C’est le cas à d’autres reprises. Par exemple les Ishien, ces moines guerriers qui se consacrent depuis la nuit des temps à protéger l’humanité, s’avèrent être in fine des fanatiques obtus et violents, comme tout ordre qui finit par placer son idéal au-delà de toute autre considération. En bon ouvrage de fantasy contemporaine, The Providence of Fire brouille les pistes. Il n’est pas aisé de comprendre les motivations des personnages, il n’est pas toujours facile de déterminer qui sont les bons et qui sont les méchants, d’autant plus que les trois héros, ces frères et cette sœur qui n'ont jamais grandi ensemble, vont eux-mêmes s’opposer, qu’ils vont être emportés par la suspicion et la violence les uns envers les autres. Le suspense à cet égard demeure complet. Et le suspense, on le sait, est ce qui tient un lecteur en haleine.

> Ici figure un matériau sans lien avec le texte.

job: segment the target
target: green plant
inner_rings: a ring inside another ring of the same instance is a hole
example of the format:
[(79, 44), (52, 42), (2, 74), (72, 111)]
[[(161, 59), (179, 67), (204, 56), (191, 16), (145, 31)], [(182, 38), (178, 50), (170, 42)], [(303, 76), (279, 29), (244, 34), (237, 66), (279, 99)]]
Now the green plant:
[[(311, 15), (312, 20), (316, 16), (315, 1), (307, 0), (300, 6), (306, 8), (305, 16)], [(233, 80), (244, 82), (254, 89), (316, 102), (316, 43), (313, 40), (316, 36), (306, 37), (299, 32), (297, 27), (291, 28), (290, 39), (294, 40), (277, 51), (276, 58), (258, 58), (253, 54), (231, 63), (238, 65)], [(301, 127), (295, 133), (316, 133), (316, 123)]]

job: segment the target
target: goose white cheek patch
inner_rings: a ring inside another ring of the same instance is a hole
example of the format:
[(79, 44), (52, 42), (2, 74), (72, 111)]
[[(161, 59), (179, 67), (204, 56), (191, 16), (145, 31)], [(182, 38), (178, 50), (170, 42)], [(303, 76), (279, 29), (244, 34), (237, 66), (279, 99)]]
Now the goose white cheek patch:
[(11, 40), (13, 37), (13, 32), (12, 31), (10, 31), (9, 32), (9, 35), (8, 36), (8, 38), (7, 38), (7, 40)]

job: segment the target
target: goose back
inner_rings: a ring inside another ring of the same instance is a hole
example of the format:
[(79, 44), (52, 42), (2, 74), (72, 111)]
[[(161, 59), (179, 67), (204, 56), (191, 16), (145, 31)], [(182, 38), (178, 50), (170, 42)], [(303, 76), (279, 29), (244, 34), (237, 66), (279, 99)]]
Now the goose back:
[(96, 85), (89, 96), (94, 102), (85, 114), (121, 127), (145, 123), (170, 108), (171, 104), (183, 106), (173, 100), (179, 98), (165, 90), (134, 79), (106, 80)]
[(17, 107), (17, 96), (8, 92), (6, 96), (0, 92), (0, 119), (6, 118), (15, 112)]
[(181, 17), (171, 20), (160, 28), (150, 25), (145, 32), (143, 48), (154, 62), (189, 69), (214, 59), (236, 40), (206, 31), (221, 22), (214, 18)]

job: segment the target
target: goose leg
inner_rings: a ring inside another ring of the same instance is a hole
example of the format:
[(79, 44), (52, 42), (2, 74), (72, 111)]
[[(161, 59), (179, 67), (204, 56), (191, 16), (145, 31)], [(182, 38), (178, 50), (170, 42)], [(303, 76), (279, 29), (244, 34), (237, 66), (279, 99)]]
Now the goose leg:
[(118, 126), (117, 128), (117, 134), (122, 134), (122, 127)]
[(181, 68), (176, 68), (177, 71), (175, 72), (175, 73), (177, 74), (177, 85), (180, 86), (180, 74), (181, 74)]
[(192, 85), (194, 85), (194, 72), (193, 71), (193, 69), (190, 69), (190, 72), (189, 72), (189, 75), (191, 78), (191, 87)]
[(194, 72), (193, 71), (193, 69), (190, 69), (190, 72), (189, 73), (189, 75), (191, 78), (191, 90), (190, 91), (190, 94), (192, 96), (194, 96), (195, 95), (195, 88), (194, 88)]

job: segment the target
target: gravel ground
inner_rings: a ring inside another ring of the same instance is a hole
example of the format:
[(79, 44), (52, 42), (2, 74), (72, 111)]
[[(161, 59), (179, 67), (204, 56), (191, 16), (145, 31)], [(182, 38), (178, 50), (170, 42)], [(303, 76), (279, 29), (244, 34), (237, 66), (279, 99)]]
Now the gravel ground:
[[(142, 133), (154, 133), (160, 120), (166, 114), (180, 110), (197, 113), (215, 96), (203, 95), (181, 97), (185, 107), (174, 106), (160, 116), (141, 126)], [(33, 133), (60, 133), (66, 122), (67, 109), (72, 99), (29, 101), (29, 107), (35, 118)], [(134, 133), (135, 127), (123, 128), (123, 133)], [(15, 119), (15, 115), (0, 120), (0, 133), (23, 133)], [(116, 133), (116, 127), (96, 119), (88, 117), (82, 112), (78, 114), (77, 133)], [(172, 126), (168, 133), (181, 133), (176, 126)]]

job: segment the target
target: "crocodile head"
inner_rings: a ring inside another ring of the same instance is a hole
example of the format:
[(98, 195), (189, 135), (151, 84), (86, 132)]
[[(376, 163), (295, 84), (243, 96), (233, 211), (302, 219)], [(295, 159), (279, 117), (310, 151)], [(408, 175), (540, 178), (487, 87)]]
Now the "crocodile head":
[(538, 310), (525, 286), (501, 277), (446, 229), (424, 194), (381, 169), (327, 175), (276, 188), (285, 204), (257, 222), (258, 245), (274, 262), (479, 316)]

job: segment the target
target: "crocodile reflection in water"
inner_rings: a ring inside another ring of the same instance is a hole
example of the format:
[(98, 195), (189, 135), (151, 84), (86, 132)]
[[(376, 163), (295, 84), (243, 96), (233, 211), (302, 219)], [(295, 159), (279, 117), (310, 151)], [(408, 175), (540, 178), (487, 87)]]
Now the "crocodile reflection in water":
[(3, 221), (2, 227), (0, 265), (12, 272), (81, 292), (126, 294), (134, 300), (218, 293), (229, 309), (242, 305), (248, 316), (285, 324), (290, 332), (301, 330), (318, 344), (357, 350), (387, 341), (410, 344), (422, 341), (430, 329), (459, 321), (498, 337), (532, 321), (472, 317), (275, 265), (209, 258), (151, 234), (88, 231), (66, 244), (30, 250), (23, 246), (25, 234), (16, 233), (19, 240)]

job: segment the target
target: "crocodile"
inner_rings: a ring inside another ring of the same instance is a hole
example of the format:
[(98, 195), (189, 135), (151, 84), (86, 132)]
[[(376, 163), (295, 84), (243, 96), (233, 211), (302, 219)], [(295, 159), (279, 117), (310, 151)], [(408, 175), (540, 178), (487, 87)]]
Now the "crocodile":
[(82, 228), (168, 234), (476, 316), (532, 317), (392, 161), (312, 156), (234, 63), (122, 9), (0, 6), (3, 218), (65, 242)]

L’autre atout de Staveley, cette fois à contre-courant d’une bonne part de la fantasy moderne, c’est la rapidité de son récit. Il y a peu de temps mort dans cette histoire, il y en a moins que dans le précédent tome, ‘’The Emperor’s Blades’’, un roman d’apprentissage classique, qui racontait la formation de ses héros (ou tout du moins de deux d’entre eux, Valyn et Kaden). Chaque chapitre ou presque est une histoire en soi, et au fil du récit, on voit les personnages évoluer d’héritiers pourchassés, à souverains concurrents, avec entre temps une bonne dose de combats, de batailles, de course-poursuite, d’intrigues politiques, de renversements de situation et de drames personnels.

Parfois c’est trop, notamment dans la suite d’actions effrénée de la fin. Le livre nous tombe un peu des mains quand Kaden nous expose les manigances qui vont le libérer de ses ennemis, quand le même tombe dans un piège gros comme une maison échafaudé par ces derniers, quand il s’avère que des dieux marchent en personne dans l’empire qui lui sert de cadre, ou quand l’une des héroïnes réalise tout à coup que l’un des grands méchants de l’histoire n’est autre que son père, offrant au roman son petit moment Star Wars. Mais enfin, il est rare qu’on s’ennuie avec The Providence of Fire.